Está llorando. Las lágrimas ruedan copiosas y le empapan la cara alrededor de los ojos, aceleran después por un instante cuando están cerca de la nariz, pero se estancan luego durante un buen rato en las mejillas.

La piel se le pone aún más rosada cuando llora; observo el brillo que le aparece en los pómulos, extraño y luminoso. Cada vez que cierra los ojos, apretándolos en pequeños estallidos de desconsuelo, las lágrimas rebalsan el dique de los párpados y se precipitan en una correntada vertical y abrupta por los costados del cuello. Ahí, pienso que es aún más sufrida, menos linda.

En pocos segundos, unos mechones de pelo comienzan a humedecerse con las lágrimas, a enrularse como tirabuzones, haciéndome pensar en unas barbas de maíz que bajan deschaladas y torcidas hasta cerca de los hombros. Algunas de esas mechas se pegan a la piel en el contorno de la cara, mientras la miro a una distancia que encuentro imposible de disminuir.
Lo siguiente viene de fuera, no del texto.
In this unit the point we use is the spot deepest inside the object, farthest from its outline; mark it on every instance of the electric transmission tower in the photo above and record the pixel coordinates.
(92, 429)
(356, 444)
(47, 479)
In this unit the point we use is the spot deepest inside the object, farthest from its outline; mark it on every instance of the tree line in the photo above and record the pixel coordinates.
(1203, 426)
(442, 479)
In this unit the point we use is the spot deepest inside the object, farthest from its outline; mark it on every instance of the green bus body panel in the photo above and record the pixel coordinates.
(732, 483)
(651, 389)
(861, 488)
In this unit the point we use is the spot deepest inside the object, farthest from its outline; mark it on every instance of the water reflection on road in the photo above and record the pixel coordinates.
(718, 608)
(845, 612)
Podría acariciar su frente con el dorso de mi mano o con la punta de mis dedos, correr el pelo húmedo de encima de las cejas y amontonarlo prolijo junto al dobladillo de la chomba. Pero imagino todo eso y no hago nada. Estoy una vez más sentado frente a su llanto, mudo, pensando si debería decir algo o hacer algo que detenga las lágrimas que, a sorbos, traga desconsolada. Pero no se me ocurre qué decir: yo no vi a nadie nunca antes llorar de esa manera, sin decir palabras, como un amor que solo entregado al llanto fuera capaz de amar.

Me pregunto si disfruta algo del sabor salado y fresco de las lágrimas, porque veo en un instante la lengua aparecer por el extremo de la comisura y capturar velozmente una gota que estaba a punto de caer.

El tiempo parece detenido y yo lo mismo. Inmóvil frente a ella, ausente de sus sentimientos y de su llanto que ahora corre a chorros.

Por un instante, quiero saber si ese llanto vino con ella o desde cuándo, si comenzó por algo que yo hice o que dejé de hacer. Pero enseguida me distraigo, miro el viento jugar con las cortinas y entreverarlas en una ráfaga que parece de otro día. Quiero ausentarme de allí lo antes posible, miro los figurines labrados en las hebillas de su pelo, recuerdo una canción que me gustaba hasta hace poco, viajo solo a un tiempo lejano, en el que ya no están sus lágrimas ni su voz quebrada entrecortando la respiración.

Ya es tarde, creo, para que algo mío la consuele.